Et puis, on retrouve là les conséquences d’un abandon des « humanités », de l’idée qu’elles ont un rapport avec la vie réelle, cette dévalorisation de la culture générale qui aboutit à l’absence de toute construction d’un savoir critique à l’Ecole, sur l’administration ou la société. On retrouve l’idéologie du « management » fondée sur des grands mots, une sorte de novlangue tayloriste appliquée au secteur public, qui fait croire que parler de « gouvernance », de « performance », d’« évaluation à 360 degrés » ou de « renforcement de capacités » recouvre quelque chose de « moderne » et donc d’efficace. On croit enfin que se colleter avec le réel, c’est le voir passer à travers les vitres d’une voiture préfectorale ou ministérielle, accompagnée de ses gyrophares. Et qu’avoir passé dix minutes dans un commissariat d’arrondissement ou dans une agence Pôle emploi, c’est leur avoir fait beaucoup d’honneur et s’être imprégné d’une réalité de terrain.
Alors certes, on sait parler de tout avec beaucoup d’aplomb. Mais pour dire quoi ? La communication politique remplace la politique. Les éléments de langage remplacent la note technique, qui n’est qu’une compilation d’éléments de langage. La surréaction médiatique se substitue au temps long de l’expertise. D’ailleurs, les clichés les plus communs sur l’énarque sont assez révélateurs : d’un gamin qui « parle bien » de n’importe quoi, on se dit qu’il fera un bon énarque. Une langue d’or ! Pourtant, bien parler ne suffit pas. Bien agir est plus essentiel, pour un énarque. Plus dangereux, aussi, d’où la préférence pour l’inaction : PDVMVPDV «pas de vagues, mon vieux, pas de vagues ». Agir, c’est potentiellement prendre des coups. Et surtout, agir c’est avoir du courage, fondé sur des convictions, fondé sur la lucidité. Où va-t-on les chercher ? Pas à l’ENA, je le crains.

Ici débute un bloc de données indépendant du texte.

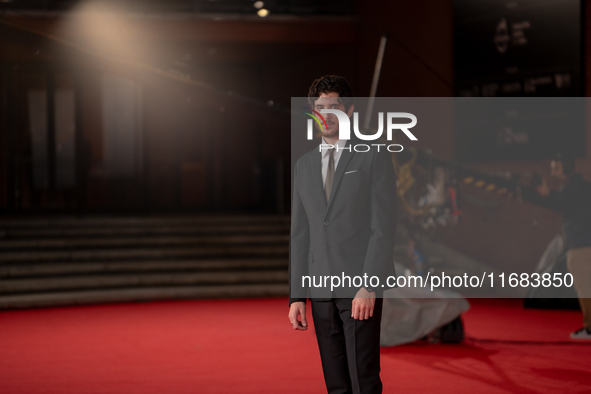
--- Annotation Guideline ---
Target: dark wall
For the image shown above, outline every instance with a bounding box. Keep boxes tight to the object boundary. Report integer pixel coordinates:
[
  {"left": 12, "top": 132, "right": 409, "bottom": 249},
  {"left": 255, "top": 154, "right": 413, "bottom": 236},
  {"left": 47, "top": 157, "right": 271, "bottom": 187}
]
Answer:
[
  {"left": 1, "top": 2, "right": 589, "bottom": 271},
  {"left": 352, "top": 0, "right": 589, "bottom": 272},
  {"left": 0, "top": 14, "right": 359, "bottom": 213}
]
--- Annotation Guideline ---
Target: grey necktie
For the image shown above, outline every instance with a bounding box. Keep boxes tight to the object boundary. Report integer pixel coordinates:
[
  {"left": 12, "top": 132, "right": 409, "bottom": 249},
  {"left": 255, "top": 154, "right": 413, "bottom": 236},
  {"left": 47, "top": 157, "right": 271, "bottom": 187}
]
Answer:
[{"left": 325, "top": 148, "right": 335, "bottom": 202}]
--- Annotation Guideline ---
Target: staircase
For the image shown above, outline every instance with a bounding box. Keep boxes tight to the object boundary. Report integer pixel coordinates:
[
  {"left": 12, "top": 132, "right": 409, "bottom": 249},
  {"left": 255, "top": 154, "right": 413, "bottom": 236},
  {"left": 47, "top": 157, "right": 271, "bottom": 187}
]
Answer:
[{"left": 0, "top": 215, "right": 290, "bottom": 309}]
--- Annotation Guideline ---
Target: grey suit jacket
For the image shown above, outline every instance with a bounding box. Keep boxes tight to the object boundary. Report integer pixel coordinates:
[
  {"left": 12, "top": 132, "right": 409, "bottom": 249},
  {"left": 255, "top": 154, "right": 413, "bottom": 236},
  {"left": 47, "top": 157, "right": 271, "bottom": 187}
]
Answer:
[{"left": 289, "top": 137, "right": 398, "bottom": 305}]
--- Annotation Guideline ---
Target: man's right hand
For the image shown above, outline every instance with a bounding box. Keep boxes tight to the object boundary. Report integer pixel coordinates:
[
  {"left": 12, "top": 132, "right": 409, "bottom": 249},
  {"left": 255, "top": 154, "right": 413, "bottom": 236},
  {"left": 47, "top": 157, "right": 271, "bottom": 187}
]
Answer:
[{"left": 288, "top": 301, "right": 308, "bottom": 331}]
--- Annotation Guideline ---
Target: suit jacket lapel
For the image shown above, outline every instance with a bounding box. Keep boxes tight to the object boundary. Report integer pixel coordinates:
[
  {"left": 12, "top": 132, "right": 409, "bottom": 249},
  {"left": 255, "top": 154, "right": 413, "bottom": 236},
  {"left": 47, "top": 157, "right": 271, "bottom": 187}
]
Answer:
[
  {"left": 311, "top": 149, "right": 327, "bottom": 211},
  {"left": 325, "top": 139, "right": 355, "bottom": 214}
]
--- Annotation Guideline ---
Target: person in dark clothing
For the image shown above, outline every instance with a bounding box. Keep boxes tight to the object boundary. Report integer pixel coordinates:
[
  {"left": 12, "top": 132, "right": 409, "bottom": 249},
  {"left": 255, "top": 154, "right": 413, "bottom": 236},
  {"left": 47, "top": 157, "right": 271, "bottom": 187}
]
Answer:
[
  {"left": 537, "top": 155, "right": 591, "bottom": 340},
  {"left": 288, "top": 75, "right": 397, "bottom": 393}
]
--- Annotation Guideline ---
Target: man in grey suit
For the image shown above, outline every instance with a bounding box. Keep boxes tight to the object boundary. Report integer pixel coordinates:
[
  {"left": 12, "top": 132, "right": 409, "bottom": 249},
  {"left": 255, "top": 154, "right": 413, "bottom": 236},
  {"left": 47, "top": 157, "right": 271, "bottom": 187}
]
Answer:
[{"left": 288, "top": 75, "right": 398, "bottom": 394}]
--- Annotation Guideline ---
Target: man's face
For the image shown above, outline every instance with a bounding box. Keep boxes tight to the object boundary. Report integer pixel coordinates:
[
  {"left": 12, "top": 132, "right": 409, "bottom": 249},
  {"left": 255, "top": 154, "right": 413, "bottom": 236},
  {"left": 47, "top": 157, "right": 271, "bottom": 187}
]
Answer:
[
  {"left": 550, "top": 160, "right": 567, "bottom": 181},
  {"left": 313, "top": 92, "right": 354, "bottom": 140}
]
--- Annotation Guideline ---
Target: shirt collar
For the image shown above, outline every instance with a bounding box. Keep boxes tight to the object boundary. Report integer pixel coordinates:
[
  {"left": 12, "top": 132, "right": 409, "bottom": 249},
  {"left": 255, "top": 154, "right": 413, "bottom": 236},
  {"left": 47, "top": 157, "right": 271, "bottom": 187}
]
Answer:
[{"left": 320, "top": 138, "right": 347, "bottom": 158}]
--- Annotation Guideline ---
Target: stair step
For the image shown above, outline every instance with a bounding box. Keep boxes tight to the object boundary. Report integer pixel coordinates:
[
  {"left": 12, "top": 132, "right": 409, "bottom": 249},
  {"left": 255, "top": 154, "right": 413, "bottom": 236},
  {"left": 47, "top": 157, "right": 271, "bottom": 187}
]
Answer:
[
  {"left": 0, "top": 245, "right": 288, "bottom": 263},
  {"left": 0, "top": 270, "right": 288, "bottom": 294},
  {"left": 0, "top": 284, "right": 289, "bottom": 309},
  {"left": 0, "top": 258, "right": 287, "bottom": 278},
  {"left": 0, "top": 234, "right": 289, "bottom": 250},
  {"left": 0, "top": 215, "right": 290, "bottom": 228},
  {"left": 0, "top": 224, "right": 289, "bottom": 239},
  {"left": 0, "top": 214, "right": 292, "bottom": 309}
]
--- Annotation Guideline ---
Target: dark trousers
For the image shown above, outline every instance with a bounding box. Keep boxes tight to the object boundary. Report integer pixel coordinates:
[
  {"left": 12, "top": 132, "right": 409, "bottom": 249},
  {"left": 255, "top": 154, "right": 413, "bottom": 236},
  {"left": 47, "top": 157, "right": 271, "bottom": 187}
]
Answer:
[{"left": 311, "top": 298, "right": 383, "bottom": 394}]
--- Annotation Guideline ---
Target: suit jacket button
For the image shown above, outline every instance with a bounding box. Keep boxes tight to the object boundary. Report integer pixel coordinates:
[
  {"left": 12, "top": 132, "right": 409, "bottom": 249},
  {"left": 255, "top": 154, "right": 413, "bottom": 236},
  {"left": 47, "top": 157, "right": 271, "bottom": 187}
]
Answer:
[{"left": 324, "top": 221, "right": 329, "bottom": 226}]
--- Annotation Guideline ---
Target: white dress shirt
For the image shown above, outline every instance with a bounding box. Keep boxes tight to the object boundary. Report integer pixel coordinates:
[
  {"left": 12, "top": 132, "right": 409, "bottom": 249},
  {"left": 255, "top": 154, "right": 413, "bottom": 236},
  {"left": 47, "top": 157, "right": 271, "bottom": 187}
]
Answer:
[{"left": 320, "top": 138, "right": 347, "bottom": 188}]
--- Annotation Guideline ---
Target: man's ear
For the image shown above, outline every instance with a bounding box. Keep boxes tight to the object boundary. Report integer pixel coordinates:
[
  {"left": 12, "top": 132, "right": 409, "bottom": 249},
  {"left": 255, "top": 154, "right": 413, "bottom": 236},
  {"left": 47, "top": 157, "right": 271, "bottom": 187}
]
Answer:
[{"left": 347, "top": 104, "right": 355, "bottom": 118}]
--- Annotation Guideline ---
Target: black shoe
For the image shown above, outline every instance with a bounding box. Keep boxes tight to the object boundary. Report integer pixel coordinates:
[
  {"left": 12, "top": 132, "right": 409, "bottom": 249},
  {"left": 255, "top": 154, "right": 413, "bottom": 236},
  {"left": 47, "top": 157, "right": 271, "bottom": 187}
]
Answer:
[{"left": 570, "top": 327, "right": 591, "bottom": 340}]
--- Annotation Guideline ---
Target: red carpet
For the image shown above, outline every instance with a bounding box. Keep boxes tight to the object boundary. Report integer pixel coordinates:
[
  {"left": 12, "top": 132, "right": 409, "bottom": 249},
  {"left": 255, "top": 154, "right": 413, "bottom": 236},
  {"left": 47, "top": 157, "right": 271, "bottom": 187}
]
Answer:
[{"left": 0, "top": 298, "right": 589, "bottom": 394}]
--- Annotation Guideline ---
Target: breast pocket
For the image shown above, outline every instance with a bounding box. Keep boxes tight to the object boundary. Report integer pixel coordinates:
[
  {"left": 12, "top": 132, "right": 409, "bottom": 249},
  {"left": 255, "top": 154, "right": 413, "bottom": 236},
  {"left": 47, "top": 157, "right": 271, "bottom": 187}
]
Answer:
[{"left": 341, "top": 169, "right": 363, "bottom": 188}]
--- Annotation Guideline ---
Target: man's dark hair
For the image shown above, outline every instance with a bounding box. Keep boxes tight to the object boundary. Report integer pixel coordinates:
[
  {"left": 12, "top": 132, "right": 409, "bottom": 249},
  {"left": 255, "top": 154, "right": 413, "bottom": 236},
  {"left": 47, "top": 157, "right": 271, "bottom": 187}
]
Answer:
[
  {"left": 554, "top": 152, "right": 576, "bottom": 175},
  {"left": 307, "top": 75, "right": 354, "bottom": 110}
]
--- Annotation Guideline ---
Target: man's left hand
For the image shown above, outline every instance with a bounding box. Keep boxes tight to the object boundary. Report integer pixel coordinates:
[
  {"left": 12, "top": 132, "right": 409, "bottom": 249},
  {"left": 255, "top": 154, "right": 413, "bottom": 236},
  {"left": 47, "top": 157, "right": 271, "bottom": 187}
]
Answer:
[{"left": 352, "top": 288, "right": 376, "bottom": 320}]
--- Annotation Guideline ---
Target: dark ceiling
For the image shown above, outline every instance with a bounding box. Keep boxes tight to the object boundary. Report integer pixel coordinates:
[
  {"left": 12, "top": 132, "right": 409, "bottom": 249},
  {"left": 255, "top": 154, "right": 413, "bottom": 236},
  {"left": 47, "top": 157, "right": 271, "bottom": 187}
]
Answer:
[{"left": 0, "top": 0, "right": 355, "bottom": 15}]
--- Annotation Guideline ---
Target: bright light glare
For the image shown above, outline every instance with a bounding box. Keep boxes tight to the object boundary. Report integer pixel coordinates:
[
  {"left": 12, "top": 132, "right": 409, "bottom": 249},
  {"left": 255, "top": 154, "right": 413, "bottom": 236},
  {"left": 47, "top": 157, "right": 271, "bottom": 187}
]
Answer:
[{"left": 59, "top": 1, "right": 148, "bottom": 61}]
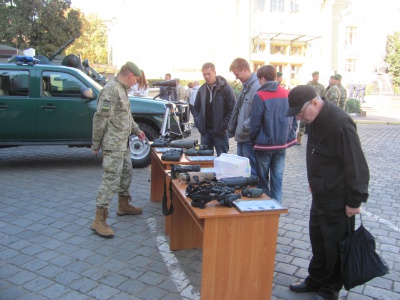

Simplement, il advient un moment où la poussière accumulée dans les recoins, repoussée par chaque génération, commence à faire désordre, à se voir, à faire éternuer. L’allergie aux belles promesses jamais suivies d’effets devient plus forte. On risque l’œdème de Quincke de la société, si ce n’est le choc anaphylactique ! Ce qui passait encore quand l’ascenseur social des Trente Glorieuses fonctionnait, quand les nouvelles technologies annonçaient un monde illimité de libertés nouvelles, quand une vie meilleure semblait promise à celui qui saurait saisir sa chance, ce qui passait encore à ce moment-là, c’est-à-dire une forme d’esbroufe et de désinvolture, ne passe plus quand il faut jongler au quotidien avec des bouts de ficelle, craindre le lendemain, voir la peau de chagrin des prestations sociales se racornir. Les « stabilisateurs automatiques » en panne, le discours triomphant de l’individualisme conquérant regagnant du terrain, le sentiment généralisé d’une impuissance publique, tout cela génère de la peur, puis de la colère…
Vous faîtes plusieurs fois dans votre livre un lien entre le poids de cette institution qu’est l’ENA et le vote FN, en raison d’une déconnexion croissante entre peuple et élite. Quelle est la corrélation entre les deux exactement ?
Oui, j’ai commencé le livre, il faut le dire, avec cette idée fondamentale en tête : le fait qu’il y a une responsabilité des élites dans la montée du vote FN, pour plusieurs raisons. La première, je l’ai dite, c’est le fait que l’on ne peut impunément faire semblant de faire sans finir par laisser voir que l’on ne sait pas ce que l’on fait. Alors, surgissent des gens qui s’appuient sur de vraies défaillances pour proposer de fausses solutions.
Mais surtout, c’est la deuxième idée que j’avais en tête, il ne suffit pas d’accuser en retour ceux qui se tournent vers ces marchands de sable pour exprimer leur colère. Qualifier d’affreux ou d’idiots les millions de Français qui votent à l’extrême-droite, c’est non seulement contre-productif mais c’est prendre le problème à l’envers ! Qu’est-ce qui s’est passé en effet, pour que l’on atteigne un tel stade d’amnésie mentale et de désespérance politique ? C’est ça, la vraie question. Celle qui force à prendre à bras-le-corps les vrais problèmes montrés du doigt par de faux vendeurs de solutions ! Il ne suffit pas de s’indigner, il faut comprendre ! Saisir ce qui a pu conduire la gauche et la droite à abandonner tout un pan de l’espace public – la réflexion sur l’Etat-providence, sur l’économie quand elle est au service des hommes et pas l’inverse, sur la souveraineté et l’Europe qui devait être un formidable outil d’union et non de désunion. Tenter de comprendre pourquoi cette colère a profité, en France, au FN plutôt qu’à une vraie gauche qui aurait pu saisir une occasion historique de proposer des alternatives. Tenter de ne pas abandonner la critique sociale aux tenants de la préférence nationale !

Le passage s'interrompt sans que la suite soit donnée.